In 1907, an enterprising Philadelphia delicatessen owner named Edward Schlorer added preservatives to his wife’s mayonnaise and sold it as salad dressing. This might have seemed like a small footnote in culinary history, but it was a turning point in salad making. Instead of making boiled dressing, with flour and vinegar, cooks could combine Mrs. Amelia Schlorer’s mayonnaise, leftover chicken from Sunday dinner, a couple of ribs of chopped celery, and a little salt and pepper, without going near the stove.
It was inevitable that a recipe so ridiculously simple and tasty would take off with hundreds of variations, each with their own following. At Rebecca’s, a busy Boston cafe, chicken salad with red grapes and walnuts was a regular menu feature. The addition of juicy grapes and crunchy nuts to a simple mayonnaise chicken salad was so appealing that some customers ate it every day for lunch. Occasionally the kitchen ran out, and whenever this happened, grown men would sulk.

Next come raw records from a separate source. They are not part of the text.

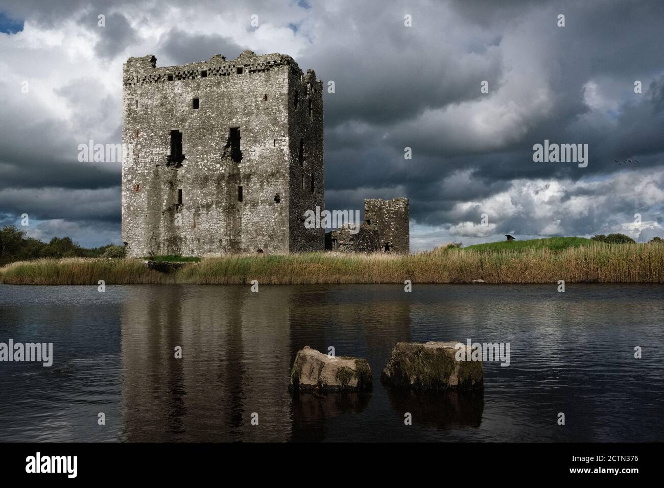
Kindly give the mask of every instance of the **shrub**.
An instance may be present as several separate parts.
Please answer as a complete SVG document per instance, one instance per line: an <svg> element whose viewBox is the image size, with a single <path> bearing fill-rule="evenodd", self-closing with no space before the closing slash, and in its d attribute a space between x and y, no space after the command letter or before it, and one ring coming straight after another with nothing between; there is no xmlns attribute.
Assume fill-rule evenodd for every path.
<svg viewBox="0 0 664 488"><path fill-rule="evenodd" d="M593 236L590 238L593 240L600 242L606 242L607 244L635 244L636 242L631 237L625 236L624 234L610 234L608 236L600 234Z"/></svg>
<svg viewBox="0 0 664 488"><path fill-rule="evenodd" d="M102 254L102 258L126 258L127 250L124 246L109 246Z"/></svg>

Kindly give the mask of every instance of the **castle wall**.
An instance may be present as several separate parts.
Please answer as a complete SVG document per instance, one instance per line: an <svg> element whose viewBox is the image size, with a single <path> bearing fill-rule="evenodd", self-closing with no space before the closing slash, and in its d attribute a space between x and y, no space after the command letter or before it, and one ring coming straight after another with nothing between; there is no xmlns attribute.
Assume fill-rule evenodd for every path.
<svg viewBox="0 0 664 488"><path fill-rule="evenodd" d="M325 229L306 228L304 214L307 210L315 211L317 206L321 211L325 209L323 84L316 80L312 70L303 74L293 69L288 86L291 134L290 249L299 252L322 251L325 249Z"/></svg>
<svg viewBox="0 0 664 488"><path fill-rule="evenodd" d="M365 199L365 220L360 233L364 227L371 229L382 250L408 254L410 250L409 218L408 199Z"/></svg>

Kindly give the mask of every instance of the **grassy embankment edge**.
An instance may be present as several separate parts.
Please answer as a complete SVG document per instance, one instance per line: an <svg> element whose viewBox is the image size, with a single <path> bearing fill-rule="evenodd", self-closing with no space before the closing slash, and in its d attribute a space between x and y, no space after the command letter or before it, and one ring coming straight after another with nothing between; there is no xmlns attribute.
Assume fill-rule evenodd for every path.
<svg viewBox="0 0 664 488"><path fill-rule="evenodd" d="M513 244L518 243L516 246ZM204 258L169 273L143 260L40 259L0 268L17 285L471 283L664 283L664 244L552 238L439 248L408 256L303 253Z"/></svg>

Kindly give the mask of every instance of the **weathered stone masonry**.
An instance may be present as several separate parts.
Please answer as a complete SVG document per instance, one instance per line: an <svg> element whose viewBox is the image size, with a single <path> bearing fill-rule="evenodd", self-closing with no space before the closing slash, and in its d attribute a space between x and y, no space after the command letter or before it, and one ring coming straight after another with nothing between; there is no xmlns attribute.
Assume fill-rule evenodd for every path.
<svg viewBox="0 0 664 488"><path fill-rule="evenodd" d="M365 199L365 219L358 232L348 224L325 234L325 248L341 252L408 254L408 199Z"/></svg>
<svg viewBox="0 0 664 488"><path fill-rule="evenodd" d="M124 66L122 236L127 254L323 250L323 87L288 56Z"/></svg>

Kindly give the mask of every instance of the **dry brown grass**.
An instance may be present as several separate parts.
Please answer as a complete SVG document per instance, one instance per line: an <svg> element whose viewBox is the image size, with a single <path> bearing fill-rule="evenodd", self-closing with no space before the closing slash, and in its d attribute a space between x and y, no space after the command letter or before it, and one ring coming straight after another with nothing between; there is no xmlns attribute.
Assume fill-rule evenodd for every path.
<svg viewBox="0 0 664 488"><path fill-rule="evenodd" d="M488 252L438 249L408 256L228 256L187 263L167 274L148 270L141 260L68 259L22 262L0 268L11 284L74 285L146 283L345 284L345 283L567 282L663 283L664 244L593 244L562 250L532 248Z"/></svg>

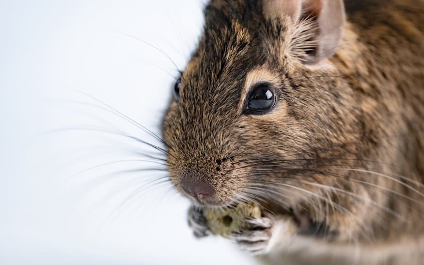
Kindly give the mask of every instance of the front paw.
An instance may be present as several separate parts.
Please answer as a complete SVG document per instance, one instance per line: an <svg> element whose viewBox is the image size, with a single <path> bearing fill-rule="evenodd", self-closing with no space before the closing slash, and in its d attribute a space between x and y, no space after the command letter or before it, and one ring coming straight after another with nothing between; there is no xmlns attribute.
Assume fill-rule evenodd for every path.
<svg viewBox="0 0 424 265"><path fill-rule="evenodd" d="M194 236L203 237L212 234L201 209L191 206L188 209L188 226L193 229Z"/></svg>
<svg viewBox="0 0 424 265"><path fill-rule="evenodd" d="M246 221L251 226L232 234L232 238L241 250L254 255L265 254L268 251L273 223L268 218L249 218Z"/></svg>

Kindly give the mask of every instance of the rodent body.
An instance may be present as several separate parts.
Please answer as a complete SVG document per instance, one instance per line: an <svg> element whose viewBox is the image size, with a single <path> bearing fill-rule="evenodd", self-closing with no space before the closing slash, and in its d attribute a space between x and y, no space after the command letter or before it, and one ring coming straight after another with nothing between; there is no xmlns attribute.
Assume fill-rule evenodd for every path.
<svg viewBox="0 0 424 265"><path fill-rule="evenodd" d="M331 1L207 5L164 119L171 179L262 206L235 237L264 263L424 264L424 2Z"/></svg>

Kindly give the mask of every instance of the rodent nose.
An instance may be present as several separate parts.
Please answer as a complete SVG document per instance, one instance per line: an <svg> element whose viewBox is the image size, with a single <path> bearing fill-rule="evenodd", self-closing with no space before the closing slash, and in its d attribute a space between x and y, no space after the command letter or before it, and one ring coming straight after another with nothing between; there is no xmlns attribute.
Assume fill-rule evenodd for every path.
<svg viewBox="0 0 424 265"><path fill-rule="evenodd" d="M202 180L193 181L185 178L180 182L180 185L190 196L200 200L210 197L215 192L213 187Z"/></svg>

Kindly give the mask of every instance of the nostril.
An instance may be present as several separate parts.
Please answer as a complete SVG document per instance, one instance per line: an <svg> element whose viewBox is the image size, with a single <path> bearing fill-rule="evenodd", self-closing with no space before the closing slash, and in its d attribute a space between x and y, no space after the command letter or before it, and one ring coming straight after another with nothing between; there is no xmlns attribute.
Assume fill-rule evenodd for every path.
<svg viewBox="0 0 424 265"><path fill-rule="evenodd" d="M198 198L205 199L211 196L215 192L215 189L210 184L199 181L195 183L194 191Z"/></svg>
<svg viewBox="0 0 424 265"><path fill-rule="evenodd" d="M203 180L193 181L185 178L180 182L180 185L188 195L199 199L210 197L215 193L213 187Z"/></svg>

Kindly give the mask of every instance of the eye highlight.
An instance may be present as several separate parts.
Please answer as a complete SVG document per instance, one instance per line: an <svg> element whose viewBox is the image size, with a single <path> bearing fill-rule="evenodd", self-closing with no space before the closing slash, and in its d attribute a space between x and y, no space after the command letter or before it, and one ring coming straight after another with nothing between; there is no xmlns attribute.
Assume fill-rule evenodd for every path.
<svg viewBox="0 0 424 265"><path fill-rule="evenodd" d="M277 96L269 84L257 84L246 98L243 113L253 115L266 114L274 108L276 102Z"/></svg>
<svg viewBox="0 0 424 265"><path fill-rule="evenodd" d="M179 78L175 81L173 87L173 95L175 99L175 101L178 101L180 98L180 89L181 88L181 78Z"/></svg>

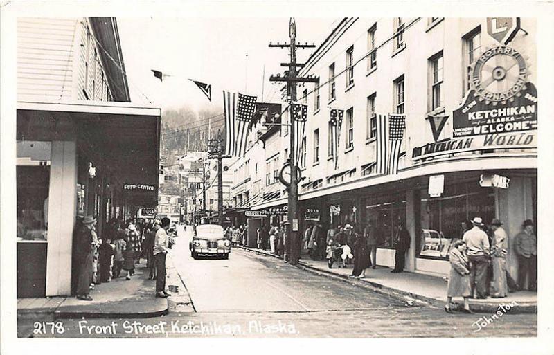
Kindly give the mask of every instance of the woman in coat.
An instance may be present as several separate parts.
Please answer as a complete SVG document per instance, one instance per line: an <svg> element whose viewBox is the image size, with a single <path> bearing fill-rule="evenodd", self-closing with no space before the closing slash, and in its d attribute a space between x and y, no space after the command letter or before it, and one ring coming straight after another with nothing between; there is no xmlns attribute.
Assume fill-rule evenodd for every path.
<svg viewBox="0 0 554 355"><path fill-rule="evenodd" d="M368 240L363 233L354 232L354 269L352 277L363 279L366 277L366 269L371 266L371 259L368 248Z"/></svg>
<svg viewBox="0 0 554 355"><path fill-rule="evenodd" d="M470 296L472 287L470 282L470 262L465 255L467 246L463 240L454 242L450 251L450 277L448 278L448 289L445 311L452 313L450 308L453 297L463 297L463 309L465 313L472 313L470 310Z"/></svg>

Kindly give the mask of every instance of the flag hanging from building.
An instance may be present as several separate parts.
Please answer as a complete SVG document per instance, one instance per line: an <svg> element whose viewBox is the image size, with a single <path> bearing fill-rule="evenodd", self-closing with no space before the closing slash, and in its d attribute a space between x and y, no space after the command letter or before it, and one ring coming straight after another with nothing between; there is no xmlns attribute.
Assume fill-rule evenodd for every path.
<svg viewBox="0 0 554 355"><path fill-rule="evenodd" d="M198 87L198 89L202 91L202 93L206 95L206 97L208 98L208 100L211 102L212 100L212 85L211 84L206 84L204 82L197 82L196 80L193 80L192 79L189 79L191 82L196 84L196 86Z"/></svg>
<svg viewBox="0 0 554 355"><path fill-rule="evenodd" d="M329 122L331 124L331 144L333 147L333 159L334 160L334 168L339 167L339 142L341 138L341 127L342 127L342 118L344 116L344 110L333 109L331 110L331 119Z"/></svg>
<svg viewBox="0 0 554 355"><path fill-rule="evenodd" d="M226 155L242 156L244 154L256 98L256 96L223 91Z"/></svg>
<svg viewBox="0 0 554 355"><path fill-rule="evenodd" d="M294 125L294 147L296 148L294 155L298 165L302 154L302 140L304 138L304 127L307 119L307 105L291 104L290 112L290 116L292 118L291 124Z"/></svg>
<svg viewBox="0 0 554 355"><path fill-rule="evenodd" d="M406 116L388 115L388 174L398 173L398 161L400 158L400 147L406 129Z"/></svg>

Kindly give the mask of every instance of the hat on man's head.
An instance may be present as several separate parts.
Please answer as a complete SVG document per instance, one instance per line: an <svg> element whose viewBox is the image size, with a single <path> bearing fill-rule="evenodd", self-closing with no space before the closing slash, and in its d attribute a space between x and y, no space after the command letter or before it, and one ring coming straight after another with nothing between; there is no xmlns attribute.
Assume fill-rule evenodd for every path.
<svg viewBox="0 0 554 355"><path fill-rule="evenodd" d="M492 221L490 221L490 224L492 226L502 226L504 224L502 223L498 218L493 218Z"/></svg>
<svg viewBox="0 0 554 355"><path fill-rule="evenodd" d="M83 224L91 224L96 221L96 219L91 215L86 216L84 218L82 219L81 223Z"/></svg>
<svg viewBox="0 0 554 355"><path fill-rule="evenodd" d="M473 219L472 219L472 223L476 226L485 226L483 224L483 219L481 217L473 217Z"/></svg>

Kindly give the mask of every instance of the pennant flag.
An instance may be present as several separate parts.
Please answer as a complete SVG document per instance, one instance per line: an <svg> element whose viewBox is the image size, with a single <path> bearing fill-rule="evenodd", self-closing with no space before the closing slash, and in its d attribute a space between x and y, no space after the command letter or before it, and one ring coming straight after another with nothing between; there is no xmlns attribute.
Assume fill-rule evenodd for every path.
<svg viewBox="0 0 554 355"><path fill-rule="evenodd" d="M440 132L443 131L447 120L448 120L448 115L429 115L427 116L427 120L429 120L429 123L431 125L431 131L433 132L433 139L436 142L438 140L438 137L440 136Z"/></svg>
<svg viewBox="0 0 554 355"><path fill-rule="evenodd" d="M341 127L342 127L342 118L344 116L344 110L331 109L331 143L333 146L333 153L334 159L334 168L339 167L339 143L341 138Z"/></svg>
<svg viewBox="0 0 554 355"><path fill-rule="evenodd" d="M245 153L256 98L256 96L223 91L226 155L242 156Z"/></svg>
<svg viewBox="0 0 554 355"><path fill-rule="evenodd" d="M198 89L204 93L204 95L208 98L208 100L210 100L211 102L212 101L212 85L211 84L205 84L204 82L197 82L196 80L193 80L192 79L189 79L191 82L196 84L196 86L198 87Z"/></svg>
<svg viewBox="0 0 554 355"><path fill-rule="evenodd" d="M294 154L296 157L296 165L300 161L301 154L302 154L302 140L304 138L304 127L306 125L307 119L307 105L306 104L290 104L290 116L292 118L291 123L294 125Z"/></svg>
<svg viewBox="0 0 554 355"><path fill-rule="evenodd" d="M404 136L404 130L406 129L406 116L388 115L388 143L389 156L388 163L388 174L398 173L398 161L400 158L400 146Z"/></svg>
<svg viewBox="0 0 554 355"><path fill-rule="evenodd" d="M163 78L166 78L166 76L171 76L167 74L164 74L163 73L159 71L155 71L154 69L150 69L150 71L152 71L154 73L154 76L159 79L161 82L163 82Z"/></svg>
<svg viewBox="0 0 554 355"><path fill-rule="evenodd" d="M377 115L377 173L386 173L386 116Z"/></svg>

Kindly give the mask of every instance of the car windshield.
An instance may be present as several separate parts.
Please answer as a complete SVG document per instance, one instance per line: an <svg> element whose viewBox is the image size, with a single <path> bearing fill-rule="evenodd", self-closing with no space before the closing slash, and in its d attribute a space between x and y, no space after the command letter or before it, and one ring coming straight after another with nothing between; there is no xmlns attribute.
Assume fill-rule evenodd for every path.
<svg viewBox="0 0 554 355"><path fill-rule="evenodd" d="M217 224L202 224L196 227L196 237L209 240L223 238L223 228Z"/></svg>

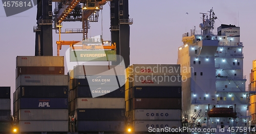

Like many cooks, we’ve done our share of tinkering with chicken salad, and whenever we think we’ve run out of possibilities, something new emerges. Some of the best ideas start with store-cooked birds. For instance, a main-dish salad, which can be put together practically on the spur of the moment, calls for a rotisserie chicken, vegetables and fresh basil and a garlicky vinaigrette, instead of a mayonnaise-based dressing. Like all chicken salads, it’s flat-out delicious.
—By Jean Kressy, a food writer in Ashburnham, Mass.